Die Brandenburger Bündnisgrünen halten schnellere und flexiblere Verfahren grundsätzlich für notwendig. Gleichzeitig warnen sie davor, Beschleunigung und Wettbewerbsorientierung zulasten von Fairness, Transparenz, Gleichstellung und Mitbestimmung umzusetzen. Gerade die erweiterten Möglichkeiten bei Profil- und Exzellenzberufungen ohne Ausschreibung bergen das Risiko, bestehende strukturelle Ungleichheiten zu verstärken. Deshalb ist es aus Sicht der Brandenburger Bündnisgrünen zentral, dass die Beteiligung der Gleichstellungsbeauftragten in allen – auch in den außerordentlichen – Berufungsverfahren verbindlich gesichert bleibt.
„Eine Hochschulreform bietet die Chance, die Hochschullandschaft in Brandenburg nachhaltig zu stärken, wenn man sie gut macht. Damit das gelingt, müssen von Anfang an alle relevanten Gruppen einbezogen und Kritikpunkte ernst genommen werden. Beschleunigte Verfahren – etwa bei Berufungen – dürfen nicht dazu führen, dass bereits erreichte Fortschritte bei der Gleichstellung gefährdet werden“, mahnt Dr. Andrea Lübcke, Brandenburger Bundestagsabgeordnete und Mitglied im Forschungsausschuss des Deutschen Bundestages.

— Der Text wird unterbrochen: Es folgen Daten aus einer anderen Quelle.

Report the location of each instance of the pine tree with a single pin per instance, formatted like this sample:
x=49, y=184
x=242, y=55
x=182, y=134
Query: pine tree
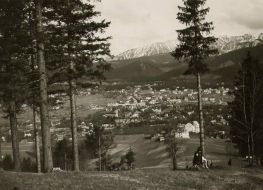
x=14, y=41
x=44, y=112
x=75, y=45
x=195, y=46
x=246, y=110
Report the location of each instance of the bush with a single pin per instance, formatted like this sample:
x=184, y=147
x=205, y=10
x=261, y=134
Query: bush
x=27, y=165
x=8, y=163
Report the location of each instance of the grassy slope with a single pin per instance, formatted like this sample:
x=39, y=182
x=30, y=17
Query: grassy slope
x=227, y=179
x=151, y=154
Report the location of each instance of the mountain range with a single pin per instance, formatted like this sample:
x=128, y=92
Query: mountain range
x=154, y=62
x=224, y=44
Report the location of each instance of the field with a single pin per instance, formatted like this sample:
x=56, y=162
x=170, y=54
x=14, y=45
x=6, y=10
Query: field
x=153, y=170
x=83, y=109
x=139, y=179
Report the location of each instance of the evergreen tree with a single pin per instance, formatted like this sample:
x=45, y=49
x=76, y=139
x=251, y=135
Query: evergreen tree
x=44, y=112
x=14, y=42
x=195, y=46
x=246, y=110
x=76, y=49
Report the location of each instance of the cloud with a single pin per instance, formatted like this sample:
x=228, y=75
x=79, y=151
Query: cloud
x=139, y=22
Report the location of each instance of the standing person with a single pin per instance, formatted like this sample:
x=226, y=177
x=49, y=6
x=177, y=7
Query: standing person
x=197, y=157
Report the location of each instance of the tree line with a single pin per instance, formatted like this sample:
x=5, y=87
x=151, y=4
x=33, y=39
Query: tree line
x=44, y=42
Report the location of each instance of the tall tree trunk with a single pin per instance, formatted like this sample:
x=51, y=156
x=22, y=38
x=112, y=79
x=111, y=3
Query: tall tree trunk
x=73, y=115
x=15, y=142
x=37, y=144
x=73, y=118
x=99, y=154
x=44, y=114
x=200, y=112
x=1, y=155
x=249, y=148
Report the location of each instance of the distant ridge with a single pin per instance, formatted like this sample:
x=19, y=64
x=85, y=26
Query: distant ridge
x=164, y=67
x=224, y=44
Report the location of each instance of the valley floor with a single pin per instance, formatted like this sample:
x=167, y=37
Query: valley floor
x=217, y=179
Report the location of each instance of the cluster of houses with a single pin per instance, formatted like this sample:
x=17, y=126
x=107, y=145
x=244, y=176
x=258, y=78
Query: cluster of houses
x=143, y=104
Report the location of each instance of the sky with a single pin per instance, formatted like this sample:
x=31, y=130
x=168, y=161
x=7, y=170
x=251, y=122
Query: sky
x=135, y=23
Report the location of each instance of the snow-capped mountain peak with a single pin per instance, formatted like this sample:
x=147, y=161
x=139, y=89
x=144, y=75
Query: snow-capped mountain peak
x=224, y=44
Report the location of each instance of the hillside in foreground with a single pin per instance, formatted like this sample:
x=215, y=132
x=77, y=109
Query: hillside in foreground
x=217, y=179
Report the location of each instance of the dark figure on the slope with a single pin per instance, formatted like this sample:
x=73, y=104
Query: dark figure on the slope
x=197, y=157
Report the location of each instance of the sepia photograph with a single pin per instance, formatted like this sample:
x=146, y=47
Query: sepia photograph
x=131, y=94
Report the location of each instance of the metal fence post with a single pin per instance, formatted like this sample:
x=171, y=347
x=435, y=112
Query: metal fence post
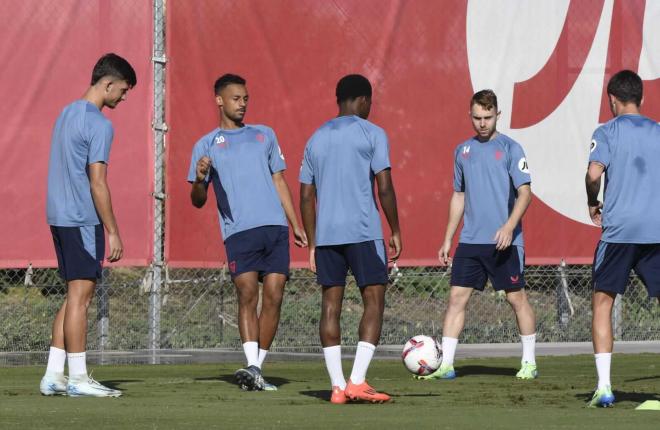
x=564, y=305
x=103, y=314
x=617, y=317
x=160, y=128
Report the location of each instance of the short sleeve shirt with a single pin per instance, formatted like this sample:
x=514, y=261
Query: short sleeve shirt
x=242, y=164
x=81, y=136
x=489, y=173
x=629, y=148
x=341, y=159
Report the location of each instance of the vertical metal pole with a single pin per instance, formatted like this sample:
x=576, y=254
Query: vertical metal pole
x=159, y=129
x=617, y=317
x=103, y=314
x=562, y=304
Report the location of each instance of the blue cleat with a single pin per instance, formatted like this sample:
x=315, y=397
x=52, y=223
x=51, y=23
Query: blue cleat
x=250, y=379
x=603, y=397
x=53, y=384
x=527, y=371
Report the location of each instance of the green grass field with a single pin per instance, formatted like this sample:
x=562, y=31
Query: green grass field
x=486, y=396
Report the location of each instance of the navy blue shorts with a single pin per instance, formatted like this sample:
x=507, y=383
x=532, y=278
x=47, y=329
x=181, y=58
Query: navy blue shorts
x=613, y=261
x=261, y=249
x=473, y=265
x=365, y=259
x=80, y=251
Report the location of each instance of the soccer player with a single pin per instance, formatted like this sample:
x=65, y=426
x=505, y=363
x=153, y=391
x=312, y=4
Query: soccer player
x=245, y=165
x=78, y=207
x=341, y=161
x=491, y=194
x=627, y=149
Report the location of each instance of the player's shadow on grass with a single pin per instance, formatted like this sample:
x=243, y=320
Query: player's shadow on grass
x=485, y=370
x=622, y=396
x=643, y=379
x=230, y=379
x=319, y=394
x=115, y=384
x=325, y=394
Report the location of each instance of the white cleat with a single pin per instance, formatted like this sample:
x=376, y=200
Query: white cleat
x=88, y=387
x=53, y=384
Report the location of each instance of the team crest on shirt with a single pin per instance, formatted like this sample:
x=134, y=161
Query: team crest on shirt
x=221, y=141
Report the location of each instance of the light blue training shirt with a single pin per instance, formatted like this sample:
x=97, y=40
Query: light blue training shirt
x=82, y=136
x=341, y=159
x=489, y=173
x=629, y=148
x=243, y=161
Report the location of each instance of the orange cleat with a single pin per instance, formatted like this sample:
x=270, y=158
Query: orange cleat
x=338, y=396
x=365, y=392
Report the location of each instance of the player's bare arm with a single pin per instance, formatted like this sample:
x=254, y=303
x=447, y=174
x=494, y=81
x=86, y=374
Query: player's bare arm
x=504, y=236
x=308, y=215
x=287, y=204
x=198, y=193
x=387, y=198
x=456, y=209
x=103, y=204
x=592, y=181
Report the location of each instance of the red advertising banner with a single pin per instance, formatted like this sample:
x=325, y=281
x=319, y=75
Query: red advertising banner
x=548, y=63
x=48, y=51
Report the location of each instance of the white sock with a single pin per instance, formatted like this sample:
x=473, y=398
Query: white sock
x=251, y=350
x=363, y=355
x=77, y=364
x=262, y=356
x=448, y=350
x=332, y=356
x=529, y=344
x=603, y=362
x=56, y=359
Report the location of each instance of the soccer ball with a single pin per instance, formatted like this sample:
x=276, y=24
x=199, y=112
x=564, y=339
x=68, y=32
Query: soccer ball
x=422, y=355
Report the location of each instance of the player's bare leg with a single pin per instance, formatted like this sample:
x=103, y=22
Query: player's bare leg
x=527, y=326
x=54, y=382
x=57, y=339
x=373, y=299
x=371, y=324
x=451, y=330
x=603, y=341
x=247, y=291
x=330, y=333
x=271, y=305
x=455, y=314
x=523, y=310
x=269, y=318
x=78, y=298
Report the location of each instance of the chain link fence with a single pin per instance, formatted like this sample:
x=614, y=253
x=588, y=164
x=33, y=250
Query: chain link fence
x=198, y=309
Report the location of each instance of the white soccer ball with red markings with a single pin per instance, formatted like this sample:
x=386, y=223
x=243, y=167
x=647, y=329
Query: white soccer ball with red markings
x=422, y=355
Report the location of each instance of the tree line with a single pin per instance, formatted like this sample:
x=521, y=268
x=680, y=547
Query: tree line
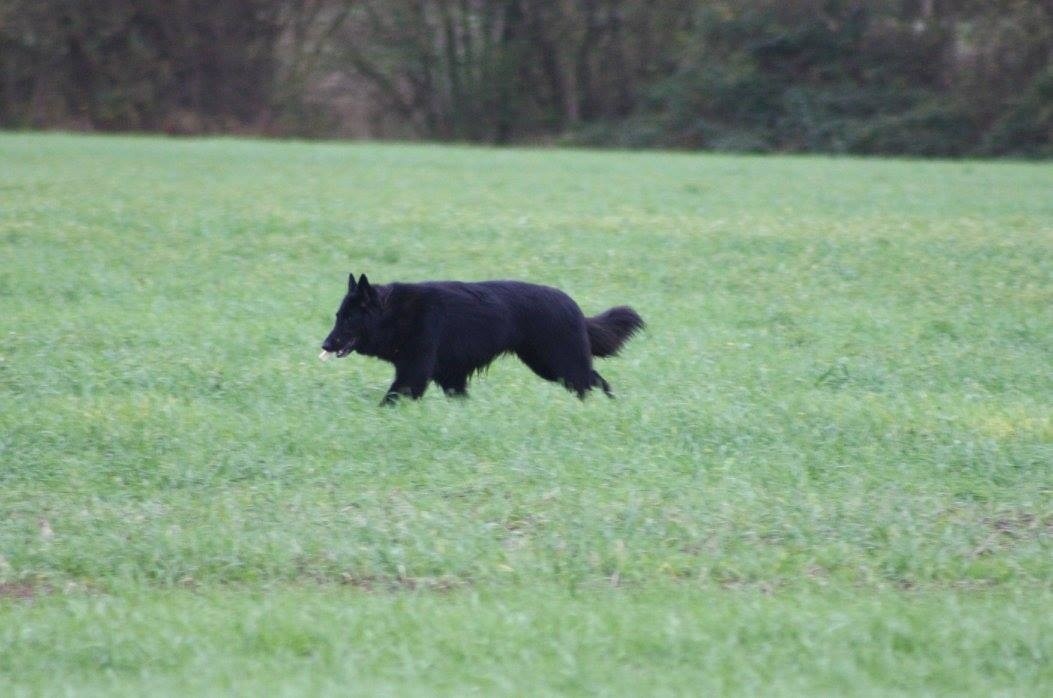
x=917, y=77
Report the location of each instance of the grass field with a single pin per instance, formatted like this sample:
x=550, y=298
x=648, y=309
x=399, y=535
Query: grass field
x=829, y=469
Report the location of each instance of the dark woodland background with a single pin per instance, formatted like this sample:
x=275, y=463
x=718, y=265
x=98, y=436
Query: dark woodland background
x=917, y=77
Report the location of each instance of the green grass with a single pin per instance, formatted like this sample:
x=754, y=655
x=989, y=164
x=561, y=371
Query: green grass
x=829, y=469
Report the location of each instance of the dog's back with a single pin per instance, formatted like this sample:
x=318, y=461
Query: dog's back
x=445, y=331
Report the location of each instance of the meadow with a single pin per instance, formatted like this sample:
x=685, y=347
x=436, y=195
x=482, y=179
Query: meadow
x=829, y=467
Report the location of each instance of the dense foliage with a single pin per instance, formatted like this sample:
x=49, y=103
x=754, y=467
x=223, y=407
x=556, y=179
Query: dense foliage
x=926, y=77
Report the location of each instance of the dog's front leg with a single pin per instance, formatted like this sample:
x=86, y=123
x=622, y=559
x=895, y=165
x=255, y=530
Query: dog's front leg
x=411, y=379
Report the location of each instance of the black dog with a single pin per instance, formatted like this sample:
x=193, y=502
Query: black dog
x=445, y=331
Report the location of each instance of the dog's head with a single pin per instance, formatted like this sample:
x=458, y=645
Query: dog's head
x=359, y=307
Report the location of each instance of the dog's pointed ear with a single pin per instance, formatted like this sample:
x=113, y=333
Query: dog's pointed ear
x=368, y=292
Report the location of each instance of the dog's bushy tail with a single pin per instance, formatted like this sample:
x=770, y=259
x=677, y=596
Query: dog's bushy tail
x=609, y=331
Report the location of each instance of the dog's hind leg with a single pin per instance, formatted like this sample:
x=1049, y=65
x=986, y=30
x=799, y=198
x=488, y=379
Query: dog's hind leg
x=598, y=381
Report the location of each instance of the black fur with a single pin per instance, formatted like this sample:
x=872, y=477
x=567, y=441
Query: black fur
x=445, y=331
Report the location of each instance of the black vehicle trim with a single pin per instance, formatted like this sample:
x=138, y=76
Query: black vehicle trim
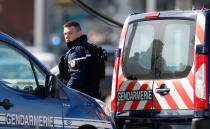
x=180, y=113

Nachbesserungsbedarf sehen die Brandenburger Bündnisgrünen auch bei den geplanten Sonderregelungen für drittmittelfinanzierte Organisationseinheiten. Deren weitgehende Autonomie bei Berufungen, Studiengängen und Personalplanung könne zu einer Fragmentierung des Hochschulsystems führen. Transparenz, Mitbestimmung und Gleichstellung müssten auch dort uneingeschränkt gelten. Besonders problematisch sei, dass bei Berufungsverfahren in diesen Einheiten keine vergleichbare Beteiligung des Fakultätsrats vorgesehen ist.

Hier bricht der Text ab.